Со сдержанной строгостью на лице поднялся Илюченко:
— Наше собрание принимает несколько стихийный характер. Требую придерживаться элементарного порядка, не устраивать Новгородское вече. Напоминаю: прежде чем выступить, следует попросить слова. Тут товарищ Рыжов хотел сделать заявление на две минуты. Мне думается, нет оснований ему отказывать. Прошу вас, товарищ Рыжов!
Зал освобожденно зашевелился, головы впереди сидящих повернулись назад. Рыжов не откликался.
— Рыжова не слышно. Тогда кто просит слова, товарищи?

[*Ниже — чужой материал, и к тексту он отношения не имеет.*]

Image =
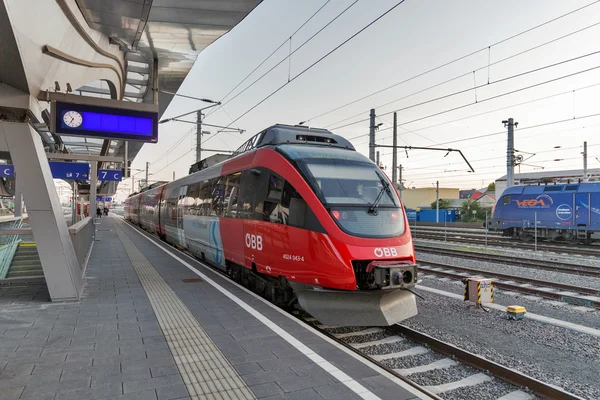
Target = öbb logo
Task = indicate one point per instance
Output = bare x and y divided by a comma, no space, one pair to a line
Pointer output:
542,201
385,252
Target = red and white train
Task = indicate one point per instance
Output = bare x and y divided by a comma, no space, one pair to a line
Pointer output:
300,216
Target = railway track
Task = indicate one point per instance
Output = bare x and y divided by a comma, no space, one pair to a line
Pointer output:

— Разрешите, Иван Павлович!
По проходу двинулся плотно сбитый, массивная голова в упрямом наклоне, цитолог Бойтер. Он не был учеником Бориса Евгеньевича, а другом — пожалуй…
7
Сразу же после собрания я стал героем дня. Вокруг меня толкались, мне заглядывали в глаза, мне жали руку, говорили восторженные слова. А я не чувствовал себя победителем, испытывал нечто похожее на угрызение совести. Никак не отвага, даже не стремление к справедливости заставило меня без оглядки бросить упрек залу, а, скорей, отчаяние — нечего терять, все и без того уже потеряно. Этого не в состоянии был предусмотреть Лева Рыжов, а теперь не понимали все кругом. Кто-то однажды сказал, что если бы у людей не было ответственности за семью, мир легче бы принимал истину. У меня ни семьи, ни будущего — пустота впереди, ничем не рисковал, никаких последствий не боялся, как легко мне провозглашать неприятную истину. Храбрость висельника, а не нормального человека.
День кончился, вечером я возвратился домой и снова оказался один.
Меня оглушил звонок. Звонили в дверь — обычное из обычных событий для любого из людей. От него не вздрагивают, ему идут навстречу без учащенного сердцебиения, со спокойной и коротенькой мыслью: кто это?.. Звонок в дверь для меня мог быть и сигналом к возрождению и убийственно досадной случайностью. За дверью могла оказаться она — берет на густых волосах, глаза в упор, знакомая кривизна губ. А могли и: «Ляпуновы здесь живут?» — «Этажом ниже, вы ошиблись».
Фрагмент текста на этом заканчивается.